En ce moment, au théâtre Essaïon, Geneviève Tourret nous présente la pièce dans sa version authentique. Cette œuvre du brésilien Roberto Athayde témoigne, en fait, d’une dictature. La malheureuse Mme Marguerite est enfermée en prison, peu rassurée sur le sort qui l’attend. Alors elle joue, elle joue à faire la classe à une poupée et un baigneur, elle se fige quand retentissent des bruits de pas ou d’arme, elle surveille aussi son langage. Elle guette, mine de rien, une porte qui s’ouvrirait, LA menace que cela signifierait. Elle refuse surtout de prendre les petites pilules blanches qu’on veut régulièrement lui faire ingurgiter.

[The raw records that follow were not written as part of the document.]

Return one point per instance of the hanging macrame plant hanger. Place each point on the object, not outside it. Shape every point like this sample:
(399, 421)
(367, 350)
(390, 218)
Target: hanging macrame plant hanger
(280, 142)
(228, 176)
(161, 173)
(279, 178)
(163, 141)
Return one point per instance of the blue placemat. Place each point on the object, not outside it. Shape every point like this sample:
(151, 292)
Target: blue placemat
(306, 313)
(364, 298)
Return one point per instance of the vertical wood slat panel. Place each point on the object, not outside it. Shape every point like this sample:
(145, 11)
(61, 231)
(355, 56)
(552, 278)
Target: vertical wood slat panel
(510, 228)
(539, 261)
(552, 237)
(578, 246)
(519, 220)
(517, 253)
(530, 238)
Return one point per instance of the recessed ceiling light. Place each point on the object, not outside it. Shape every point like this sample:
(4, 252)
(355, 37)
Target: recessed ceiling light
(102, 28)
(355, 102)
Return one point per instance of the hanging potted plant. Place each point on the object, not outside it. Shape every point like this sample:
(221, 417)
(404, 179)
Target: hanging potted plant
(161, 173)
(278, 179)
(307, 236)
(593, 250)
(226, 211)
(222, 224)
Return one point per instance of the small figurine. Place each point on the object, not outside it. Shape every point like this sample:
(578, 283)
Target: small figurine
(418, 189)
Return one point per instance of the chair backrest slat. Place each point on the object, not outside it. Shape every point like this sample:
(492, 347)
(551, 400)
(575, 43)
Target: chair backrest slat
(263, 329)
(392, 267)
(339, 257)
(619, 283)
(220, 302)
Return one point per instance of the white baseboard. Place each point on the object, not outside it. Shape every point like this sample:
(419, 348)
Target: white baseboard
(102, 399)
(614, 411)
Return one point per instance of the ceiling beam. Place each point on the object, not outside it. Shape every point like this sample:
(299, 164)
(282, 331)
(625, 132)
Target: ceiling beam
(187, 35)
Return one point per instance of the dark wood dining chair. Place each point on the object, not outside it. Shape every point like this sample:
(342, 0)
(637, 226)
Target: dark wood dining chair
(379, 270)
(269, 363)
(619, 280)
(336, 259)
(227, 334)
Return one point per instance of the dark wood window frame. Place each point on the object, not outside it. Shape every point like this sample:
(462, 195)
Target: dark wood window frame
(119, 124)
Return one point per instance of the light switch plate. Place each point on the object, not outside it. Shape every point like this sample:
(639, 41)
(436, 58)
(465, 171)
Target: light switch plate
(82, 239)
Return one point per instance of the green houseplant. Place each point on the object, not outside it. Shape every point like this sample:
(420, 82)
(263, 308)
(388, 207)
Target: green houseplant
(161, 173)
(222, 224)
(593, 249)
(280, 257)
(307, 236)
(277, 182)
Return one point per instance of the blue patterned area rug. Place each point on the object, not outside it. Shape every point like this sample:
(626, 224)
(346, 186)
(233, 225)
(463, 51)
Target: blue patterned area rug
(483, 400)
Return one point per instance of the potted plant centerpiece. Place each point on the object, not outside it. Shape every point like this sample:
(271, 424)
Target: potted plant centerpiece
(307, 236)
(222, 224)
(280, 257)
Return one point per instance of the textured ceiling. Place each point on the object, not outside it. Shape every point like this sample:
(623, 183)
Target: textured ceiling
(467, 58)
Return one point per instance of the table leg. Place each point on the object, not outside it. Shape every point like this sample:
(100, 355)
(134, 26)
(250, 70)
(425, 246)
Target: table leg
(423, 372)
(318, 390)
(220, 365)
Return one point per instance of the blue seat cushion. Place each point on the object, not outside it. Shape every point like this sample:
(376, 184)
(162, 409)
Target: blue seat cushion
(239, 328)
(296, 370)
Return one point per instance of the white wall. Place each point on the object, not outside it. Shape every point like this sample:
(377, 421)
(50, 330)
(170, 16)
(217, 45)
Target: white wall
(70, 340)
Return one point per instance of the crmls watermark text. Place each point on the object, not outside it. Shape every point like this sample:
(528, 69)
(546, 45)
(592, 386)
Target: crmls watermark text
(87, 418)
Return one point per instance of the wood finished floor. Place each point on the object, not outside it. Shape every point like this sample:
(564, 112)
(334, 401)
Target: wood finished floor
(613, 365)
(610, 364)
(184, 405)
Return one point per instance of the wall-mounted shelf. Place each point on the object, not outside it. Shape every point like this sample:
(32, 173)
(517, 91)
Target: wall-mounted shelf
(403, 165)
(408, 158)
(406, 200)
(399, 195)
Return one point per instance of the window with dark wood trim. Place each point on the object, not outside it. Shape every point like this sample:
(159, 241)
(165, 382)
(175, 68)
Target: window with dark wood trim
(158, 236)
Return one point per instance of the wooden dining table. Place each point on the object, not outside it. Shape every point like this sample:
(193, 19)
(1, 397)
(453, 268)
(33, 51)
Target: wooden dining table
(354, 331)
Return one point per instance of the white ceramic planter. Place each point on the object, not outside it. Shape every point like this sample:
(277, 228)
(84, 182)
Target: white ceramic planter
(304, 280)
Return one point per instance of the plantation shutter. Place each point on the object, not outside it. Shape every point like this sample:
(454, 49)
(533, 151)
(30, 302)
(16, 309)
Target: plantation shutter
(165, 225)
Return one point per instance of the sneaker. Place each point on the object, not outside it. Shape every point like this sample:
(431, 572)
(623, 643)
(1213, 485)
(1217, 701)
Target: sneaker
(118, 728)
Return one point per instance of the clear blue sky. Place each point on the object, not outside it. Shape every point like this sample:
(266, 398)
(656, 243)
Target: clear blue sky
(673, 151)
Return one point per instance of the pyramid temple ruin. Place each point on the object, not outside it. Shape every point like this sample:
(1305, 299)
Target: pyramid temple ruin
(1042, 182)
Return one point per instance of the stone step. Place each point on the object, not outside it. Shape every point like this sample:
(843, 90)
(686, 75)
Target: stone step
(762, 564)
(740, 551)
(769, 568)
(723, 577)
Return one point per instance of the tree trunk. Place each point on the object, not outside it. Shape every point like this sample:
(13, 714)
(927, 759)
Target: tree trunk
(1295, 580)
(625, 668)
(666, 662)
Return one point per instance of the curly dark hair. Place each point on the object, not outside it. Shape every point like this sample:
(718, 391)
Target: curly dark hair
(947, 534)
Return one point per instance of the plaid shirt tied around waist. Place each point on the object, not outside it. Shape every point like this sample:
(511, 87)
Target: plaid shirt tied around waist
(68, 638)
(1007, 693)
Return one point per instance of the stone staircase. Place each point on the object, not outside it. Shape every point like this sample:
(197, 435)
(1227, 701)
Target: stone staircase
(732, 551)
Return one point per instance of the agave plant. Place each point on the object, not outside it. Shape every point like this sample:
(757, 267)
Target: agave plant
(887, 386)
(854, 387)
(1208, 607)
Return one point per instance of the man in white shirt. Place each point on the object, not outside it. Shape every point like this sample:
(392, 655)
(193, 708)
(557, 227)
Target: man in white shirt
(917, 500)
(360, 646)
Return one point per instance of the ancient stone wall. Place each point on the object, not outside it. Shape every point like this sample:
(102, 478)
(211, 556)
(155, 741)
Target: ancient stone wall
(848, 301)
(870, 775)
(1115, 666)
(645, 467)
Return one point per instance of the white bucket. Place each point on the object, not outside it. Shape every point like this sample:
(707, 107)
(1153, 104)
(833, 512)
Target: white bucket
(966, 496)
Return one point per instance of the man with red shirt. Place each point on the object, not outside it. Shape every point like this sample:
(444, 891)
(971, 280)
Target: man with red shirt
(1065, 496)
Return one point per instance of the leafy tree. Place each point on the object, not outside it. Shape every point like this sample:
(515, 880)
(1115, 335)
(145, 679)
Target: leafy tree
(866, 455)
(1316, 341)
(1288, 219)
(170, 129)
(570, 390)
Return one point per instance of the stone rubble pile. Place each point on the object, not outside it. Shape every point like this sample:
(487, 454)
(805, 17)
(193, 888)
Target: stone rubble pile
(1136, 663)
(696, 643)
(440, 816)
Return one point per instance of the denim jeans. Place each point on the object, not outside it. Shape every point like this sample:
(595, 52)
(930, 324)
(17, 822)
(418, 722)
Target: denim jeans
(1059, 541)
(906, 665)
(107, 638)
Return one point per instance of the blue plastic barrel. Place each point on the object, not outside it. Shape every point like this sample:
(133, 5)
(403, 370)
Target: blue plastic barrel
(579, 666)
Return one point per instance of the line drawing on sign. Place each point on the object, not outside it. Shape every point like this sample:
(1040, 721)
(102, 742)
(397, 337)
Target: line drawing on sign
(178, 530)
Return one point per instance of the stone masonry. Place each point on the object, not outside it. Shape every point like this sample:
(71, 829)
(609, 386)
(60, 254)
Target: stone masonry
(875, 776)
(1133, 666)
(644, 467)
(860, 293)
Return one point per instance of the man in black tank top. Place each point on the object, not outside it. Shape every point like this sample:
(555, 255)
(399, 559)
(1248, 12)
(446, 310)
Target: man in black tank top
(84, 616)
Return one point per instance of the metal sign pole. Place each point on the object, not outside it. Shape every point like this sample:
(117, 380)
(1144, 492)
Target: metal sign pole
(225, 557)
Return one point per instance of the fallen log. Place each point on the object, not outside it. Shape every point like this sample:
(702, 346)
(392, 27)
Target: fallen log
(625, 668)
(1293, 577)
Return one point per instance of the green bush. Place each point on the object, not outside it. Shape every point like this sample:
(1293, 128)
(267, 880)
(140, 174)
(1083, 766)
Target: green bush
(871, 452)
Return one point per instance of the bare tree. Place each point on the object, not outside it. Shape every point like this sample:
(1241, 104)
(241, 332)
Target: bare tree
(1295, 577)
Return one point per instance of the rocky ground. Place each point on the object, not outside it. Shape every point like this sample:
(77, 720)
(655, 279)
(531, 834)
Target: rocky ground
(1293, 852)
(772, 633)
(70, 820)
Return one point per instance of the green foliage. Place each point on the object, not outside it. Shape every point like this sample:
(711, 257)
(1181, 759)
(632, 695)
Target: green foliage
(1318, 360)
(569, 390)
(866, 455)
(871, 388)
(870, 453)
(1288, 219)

Il est certain qu’avec cet éclairage nouveau (le bon, en fait) tout prend une autre signification : ici pas de bureau mais une paillasse et un seau. Le tableau, Mme Marguerite le tire de sous son lit. Comme les photos nécessaires à un exposé. On peut déplorer qu’on n’ait pas voulu (ou pu) re-changer la traduction de J.L Dabadie.  Qu’on parle de la France, que la chanson chahutée par l’héroïne enfant soit « Maréchal, nous voilà ! » surprend. Cela peut, à quelques reprises, faire décrocher du propos.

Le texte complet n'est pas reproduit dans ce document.